Со вчерашнего дня на всем Восточном фронте введен запрет на отпуска, так что пока у нас ничего не получится с маленькой дочкой. Но ведь наши попытки не были чем-то запретным. В следующий раз мы должны будем приложить для этого дополнительные усилия.

Тяжелые оборонительные бои на Кавказе и у большой излучины Дона, кажется, вступили в критическую фазу. В сводке вермахта сообщается об отходе наших войск. В Сталинграде немецкие части оказались в окружении, это признала также и сводка вермахта. Охватывает пренеприятное чувство, когда все это слышишь. Хотя орудия у нас здесь стреляют совсем мало.

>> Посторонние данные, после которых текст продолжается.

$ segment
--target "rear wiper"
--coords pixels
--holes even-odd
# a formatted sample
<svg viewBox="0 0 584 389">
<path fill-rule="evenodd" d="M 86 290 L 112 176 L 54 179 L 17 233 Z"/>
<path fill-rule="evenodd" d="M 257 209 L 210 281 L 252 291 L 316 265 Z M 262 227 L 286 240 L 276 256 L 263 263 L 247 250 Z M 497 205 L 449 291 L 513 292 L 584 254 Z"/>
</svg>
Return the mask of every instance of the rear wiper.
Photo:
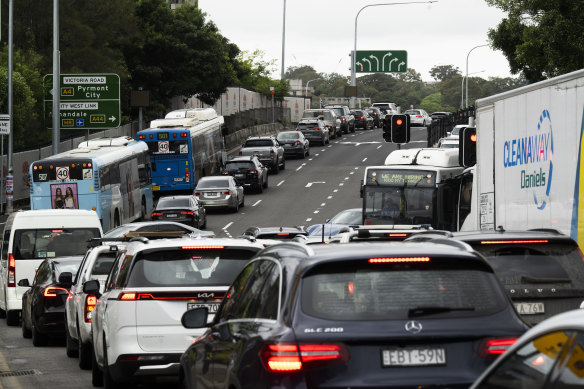
<svg viewBox="0 0 584 389">
<path fill-rule="evenodd" d="M 572 283 L 569 278 L 535 278 L 529 276 L 521 276 L 522 284 L 568 284 Z"/>
<path fill-rule="evenodd" d="M 474 307 L 416 307 L 408 310 L 408 317 L 434 315 L 438 313 L 453 312 L 453 311 L 474 311 Z"/>
</svg>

В последнюю ночь выпал снег. Окружающая местность выглядит девственной, но мы перепахиваем ее танками и снарядами и оскверняем снег кровавым цветом.

Утром меня отрядили в команду по заготовке дров. Они нам нужны для отопления, а бревна — для строительства блиндажей. Физическая работа мне по душе.

Сегодня должен выступать по радио Герман Геринг. Возможно, он прояснит создавшуюся обстановку. С Божьей помощью мы добьемся перелома в только что наступившем новом году, и весною я приеду к тебе.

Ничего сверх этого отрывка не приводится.